Neither model is correct on the hard cases. When Jaxsen says "Ooh" with rising excitement, small.en hears "Ooh" and large-v3-turbo hears "I think it's a bit of a bit of a bit of a..." — a hallucination loop, 443 words from a one-syllable exclamation. The bigger model confidently generates more garbage.

I expected the larger model to be strictly better. It isn't. It's differently wrong. On clean speech it matches or beats small.en. On kid noise — which is maybe a quarter of these recordings — it's actively worse because it has more parameters to be wrong with.

The other thing: latency is nearly identical. 515ms over the network versus ~500ms local. For a background verifier that's fine. For production latency, there's no reason to switch from the local model.

Where this goes

I'm adding two more backends to the benchmark. Cohere Transcribe — a 2B parameter ASR model that claims 5.42% WER on adult speech and supports 14 languages — will run as Backend B. And gpt-omni/mini-omni, a 0.5B end-to-end speech model, will be Backend D. Neither is installed yet. I want the benchmark harness ready before I start pulling models onto the inference box.

The real plan is dual-STT. Whisper small.en stays in production — it's fast, local, and good enough for immediate responses. Cohere runs in the background on the same audio, and if its transcript disagrees significantly, the correction gets injected into the next conversation turn. The kid never waits for the second model. Blip just quietly gets smarter between sentences.

I also looked at end-to-end speech conversation models — Qwen2.5-Omni-7B, Kimi-Audio, Moshi, Hertz-dev — that could theoretically replace the entire Whisper + LLM + TTS pipeline with one model. Qwen2.5-Omni fits on the 96 GB inference box and scores well on benchmarks. I'm going to run it through the Blip eval suite to see if a single model can actually teach a kid spelling as well as the dedicated pipeline can.

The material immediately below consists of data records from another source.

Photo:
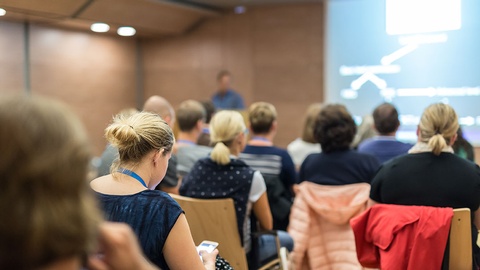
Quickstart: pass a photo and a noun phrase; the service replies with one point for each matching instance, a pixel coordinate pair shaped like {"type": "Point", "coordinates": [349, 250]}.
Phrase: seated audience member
{"type": "Point", "coordinates": [274, 163]}
{"type": "Point", "coordinates": [385, 146]}
{"type": "Point", "coordinates": [190, 118]}
{"type": "Point", "coordinates": [301, 147]}
{"type": "Point", "coordinates": [337, 164]}
{"type": "Point", "coordinates": [160, 106]}
{"type": "Point", "coordinates": [48, 213]}
{"type": "Point", "coordinates": [204, 138]}
{"type": "Point", "coordinates": [144, 142]}
{"type": "Point", "coordinates": [226, 98]}
{"type": "Point", "coordinates": [463, 148]}
{"type": "Point", "coordinates": [431, 175]}
{"type": "Point", "coordinates": [365, 131]}
{"type": "Point", "coordinates": [111, 153]}
{"type": "Point", "coordinates": [223, 175]}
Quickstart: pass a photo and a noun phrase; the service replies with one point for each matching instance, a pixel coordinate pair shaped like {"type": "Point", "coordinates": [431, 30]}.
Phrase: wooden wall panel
{"type": "Point", "coordinates": [274, 53]}
{"type": "Point", "coordinates": [11, 58]}
{"type": "Point", "coordinates": [94, 74]}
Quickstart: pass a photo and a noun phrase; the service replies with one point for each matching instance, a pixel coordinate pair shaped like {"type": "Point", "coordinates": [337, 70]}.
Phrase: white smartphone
{"type": "Point", "coordinates": [208, 246]}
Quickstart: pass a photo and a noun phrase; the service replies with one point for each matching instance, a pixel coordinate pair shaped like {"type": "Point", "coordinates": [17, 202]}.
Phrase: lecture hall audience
{"type": "Point", "coordinates": [224, 175]}
{"type": "Point", "coordinates": [144, 142]}
{"type": "Point", "coordinates": [385, 146]}
{"type": "Point", "coordinates": [431, 174]}
{"type": "Point", "coordinates": [274, 163]}
{"type": "Point", "coordinates": [49, 216]}
{"type": "Point", "coordinates": [301, 147]}
{"type": "Point", "coordinates": [191, 116]}
{"type": "Point", "coordinates": [337, 164]}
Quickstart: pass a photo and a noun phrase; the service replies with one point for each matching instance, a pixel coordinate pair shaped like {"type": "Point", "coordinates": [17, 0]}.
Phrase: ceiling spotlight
{"type": "Point", "coordinates": [100, 27]}
{"type": "Point", "coordinates": [126, 31]}
{"type": "Point", "coordinates": [240, 9]}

I have my doubts, but the architecture simplification would be worth it if the quality holds.

For now, though, the benchmark told me what I needed to know: small.en is the right production choice, bigger isn't always better on kid speech, and the language detection bug on the inference server had been silently corrupting every background transcription I'd ever run. That last one stings a little.